The Interagency Working Group on Coal and Power Plant communities and economic revitalization mistakenly told Kentuckians in May that federal investments in energy communities totaled more than $900 billion dollars.
Working group executive director Brian Anderson was one of more than a dozen federal and state officials who attended a community forum at Pine Mountain State Resort Park in Pineville, Kentucky.
The forum was designed to help rural communities find the resources they need to create jobs, build infrastructure and support long-term economic prosperity in the region using available federal funding.
To that end, President Joe Biden had signed an executive order establishing Anderon’s working group to revitalize coal communities back in April. Its goal is to use a place-based approach to target energy communities where coal mines and power plants have closed and bolster them with federal investments from the Bipartisan Infrastructure Law and the Inflation Reduction Act.

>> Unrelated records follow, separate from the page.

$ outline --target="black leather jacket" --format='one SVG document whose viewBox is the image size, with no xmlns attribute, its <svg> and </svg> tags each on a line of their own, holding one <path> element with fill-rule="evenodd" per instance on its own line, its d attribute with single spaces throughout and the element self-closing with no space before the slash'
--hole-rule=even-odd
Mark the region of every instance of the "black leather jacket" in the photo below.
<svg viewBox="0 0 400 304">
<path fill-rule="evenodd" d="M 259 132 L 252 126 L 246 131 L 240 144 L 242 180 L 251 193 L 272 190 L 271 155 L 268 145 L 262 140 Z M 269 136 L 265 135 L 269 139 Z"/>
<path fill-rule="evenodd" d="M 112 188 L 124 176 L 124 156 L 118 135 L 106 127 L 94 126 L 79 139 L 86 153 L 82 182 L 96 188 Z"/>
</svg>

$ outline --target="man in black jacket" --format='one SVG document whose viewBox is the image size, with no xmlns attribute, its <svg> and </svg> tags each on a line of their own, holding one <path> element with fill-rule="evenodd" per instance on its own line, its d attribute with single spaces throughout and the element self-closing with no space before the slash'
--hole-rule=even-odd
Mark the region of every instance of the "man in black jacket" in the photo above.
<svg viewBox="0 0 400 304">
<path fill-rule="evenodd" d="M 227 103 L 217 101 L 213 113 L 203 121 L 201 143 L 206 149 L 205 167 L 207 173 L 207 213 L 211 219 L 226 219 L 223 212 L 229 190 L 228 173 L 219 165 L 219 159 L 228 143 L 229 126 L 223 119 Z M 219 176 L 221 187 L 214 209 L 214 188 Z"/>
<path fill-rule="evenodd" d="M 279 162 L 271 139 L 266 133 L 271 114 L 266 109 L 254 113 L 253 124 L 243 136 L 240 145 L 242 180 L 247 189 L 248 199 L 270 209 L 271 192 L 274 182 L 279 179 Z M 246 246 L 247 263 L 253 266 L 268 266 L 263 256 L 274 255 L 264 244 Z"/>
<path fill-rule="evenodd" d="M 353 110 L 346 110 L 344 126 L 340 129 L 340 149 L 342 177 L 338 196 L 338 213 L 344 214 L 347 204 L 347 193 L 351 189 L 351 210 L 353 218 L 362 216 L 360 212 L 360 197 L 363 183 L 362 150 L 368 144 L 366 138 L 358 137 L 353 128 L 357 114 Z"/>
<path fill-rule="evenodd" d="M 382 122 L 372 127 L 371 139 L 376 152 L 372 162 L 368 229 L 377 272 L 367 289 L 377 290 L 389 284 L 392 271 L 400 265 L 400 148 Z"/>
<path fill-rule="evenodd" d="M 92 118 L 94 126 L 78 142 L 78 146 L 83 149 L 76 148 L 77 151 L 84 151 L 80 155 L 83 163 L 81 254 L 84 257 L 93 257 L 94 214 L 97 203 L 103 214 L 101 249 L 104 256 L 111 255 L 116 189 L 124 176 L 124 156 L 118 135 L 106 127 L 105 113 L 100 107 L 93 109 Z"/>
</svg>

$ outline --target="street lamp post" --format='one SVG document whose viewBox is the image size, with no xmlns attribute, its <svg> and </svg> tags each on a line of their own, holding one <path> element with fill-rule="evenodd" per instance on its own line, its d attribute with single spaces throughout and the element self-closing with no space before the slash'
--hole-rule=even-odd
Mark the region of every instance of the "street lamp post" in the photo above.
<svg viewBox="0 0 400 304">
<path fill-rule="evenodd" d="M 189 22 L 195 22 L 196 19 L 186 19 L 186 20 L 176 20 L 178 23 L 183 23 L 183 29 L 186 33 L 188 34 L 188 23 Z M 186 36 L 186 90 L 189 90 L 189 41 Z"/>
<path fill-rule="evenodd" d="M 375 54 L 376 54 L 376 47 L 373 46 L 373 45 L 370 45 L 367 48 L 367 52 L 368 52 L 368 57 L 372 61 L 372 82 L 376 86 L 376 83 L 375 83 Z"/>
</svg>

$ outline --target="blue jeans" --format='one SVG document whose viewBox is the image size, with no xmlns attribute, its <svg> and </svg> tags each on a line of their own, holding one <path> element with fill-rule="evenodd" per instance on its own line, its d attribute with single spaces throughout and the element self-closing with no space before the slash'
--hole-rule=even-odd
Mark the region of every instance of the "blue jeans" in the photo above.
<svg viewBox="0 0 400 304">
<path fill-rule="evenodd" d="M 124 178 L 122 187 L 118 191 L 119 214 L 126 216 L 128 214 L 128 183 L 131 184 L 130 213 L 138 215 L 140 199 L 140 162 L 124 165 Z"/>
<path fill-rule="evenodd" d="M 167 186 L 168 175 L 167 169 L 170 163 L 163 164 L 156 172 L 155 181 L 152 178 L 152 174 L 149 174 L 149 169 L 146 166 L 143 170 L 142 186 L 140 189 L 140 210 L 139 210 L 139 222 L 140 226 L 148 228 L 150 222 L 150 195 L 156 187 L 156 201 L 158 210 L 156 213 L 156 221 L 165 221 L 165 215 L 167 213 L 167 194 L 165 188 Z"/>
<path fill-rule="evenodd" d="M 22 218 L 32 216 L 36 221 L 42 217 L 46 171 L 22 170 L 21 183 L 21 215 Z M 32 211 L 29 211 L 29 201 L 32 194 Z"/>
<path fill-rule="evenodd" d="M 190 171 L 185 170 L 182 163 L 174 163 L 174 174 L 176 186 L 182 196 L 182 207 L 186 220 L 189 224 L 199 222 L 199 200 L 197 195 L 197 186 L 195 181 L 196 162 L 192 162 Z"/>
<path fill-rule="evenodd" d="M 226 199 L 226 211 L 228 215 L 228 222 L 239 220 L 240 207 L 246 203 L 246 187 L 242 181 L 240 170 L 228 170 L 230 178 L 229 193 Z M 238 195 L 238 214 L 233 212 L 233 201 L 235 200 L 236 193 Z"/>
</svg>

Nearly 15 million Americans live in these communities, according to an LPM News analysis. Nearly three-quarters of them make less than the national median household income.
Anderson, who was born and raised in West Virginia, said his own grandfather was displaced by changing economic conditions when the coal mines shifted toward mechanization decades ago.
When he spoke at the Pineville forum in May, Anderson told LPM, officials and attendees that the working group had more than $900 billion in federal funding to share with energy communities across the country.
“ …which right now is just over $900 billion,” Anderson told LPM News. “Yes $900 billion with a B.”
The Interagency Working Group has since revised that number down by $228 billion.
The latest figure on the group’s website totaled $672 billion as of Thursday. When LPM asked about the discrepancy, spokesperson Mark Thompson said the group changed the top line funding after a review of funding opportunities.
Read the full statement below:
The Energy Communities IWG conducts continuous quality assessments of our clearinghouse data as well as receive updates from our agency partners to ensure the clearinghouse is current. The change in the top line funding was the result of these quality assessments and allowed us to gain additional clarity on planned funding opportunities.
With more than 100 funding sources from the American Rescue Plan, Bipartisan Infrastructure Law, Inflation Reduction Act and annual appropriations, we are working to ensure the One Stop Shop is complete with resources and technical assistance to lower the barrier communities and workers face when accessing federal resources.